Many new riders would love to be instructed on how to ride the proper way. Yes, there are some who think they're perfect, but when you're in a pack, you've got to follow the pack rules. If there aren't any, make some!!
We've got a similar ride down here. Lots of beginners and lots of people that ride like beginners. I'd say something, but the ride is sponsored by a LBS, not the one I work for, so I keep my mouth shut to avoid a conflict. No one is in charge and the fast riders hate the pack, so they blow off the front. Everyone else tries to keep up (and can't) and start riding above their ability. There is no paceline and it's just chaos.

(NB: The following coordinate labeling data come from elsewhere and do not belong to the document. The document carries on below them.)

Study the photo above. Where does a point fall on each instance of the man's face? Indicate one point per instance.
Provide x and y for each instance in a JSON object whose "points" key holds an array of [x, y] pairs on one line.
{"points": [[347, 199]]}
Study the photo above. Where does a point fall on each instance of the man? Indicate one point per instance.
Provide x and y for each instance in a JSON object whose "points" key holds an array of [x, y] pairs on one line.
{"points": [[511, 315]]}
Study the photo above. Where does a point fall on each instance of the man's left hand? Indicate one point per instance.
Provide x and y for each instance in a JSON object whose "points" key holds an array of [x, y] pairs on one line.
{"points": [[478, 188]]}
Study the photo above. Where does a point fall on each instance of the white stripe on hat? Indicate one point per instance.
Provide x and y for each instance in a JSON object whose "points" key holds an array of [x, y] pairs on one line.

There use to be a ride down here which you had to be invited to ride. Before the ride, the leader (or senior riders) would explain to the group what was expected and what the pace and distance would be. New riders we then pulled off to the side and given some hints and shown what to do privately so they wouldn't be embarrased. Usually whoever invited you, became your mentor. Beginners were also told if they couldn't pull through then just grab a wheel off the back and hang on. New riders were given a 5 ride grace period of no pulling through and a 30 day probation. If you couldn't follow the rules, you were asked to not return. There were very few accidents and the learning curve was fast, and the level of riders advanced tremendously.
Ask some of your senior riders to say something to the group or privately to the individual riders. If no one else will, do it yourself. It'll be safer for everyone.
09-17-01, 03:18 PM
This ride is comprised of several local racing teams and faster rec cyclists and has been around since the late 80s. No one is in charge per se but there is one fellow who appears to be the 'alpha' cyclist--kind of polices the pack (60-80 show up for this ride). He is fed up with these idiots and has a 'private' ride that turns off after warm up. That is the ride I follow as I was invited to join it. Lately, many others turn off with us mostly because they can't hang with the main group (we are considered the 'old man' ride). Now, we all drop back to let the unwelcomed, unsafe folks continue ahead on their own. This portion of the ride is very safe, it's the earlier portion where all the folks are together. I will now say something to anyone who is overlapping, etc. I had only been vocal to guys who suddenly shudder when reaching for a bottle or who ride in a shakey fashion.
09-19-01, 10:07 PM
A large, fast paced group should not be a stampede. It's a serious disaster waiting to happen. You aren't being too picky. If you don't feel safe riding in close proxemity to a particular rider, you probably aren't.
I would avoid even starting the ride with them, unless you let them get a good distance ahead quickly.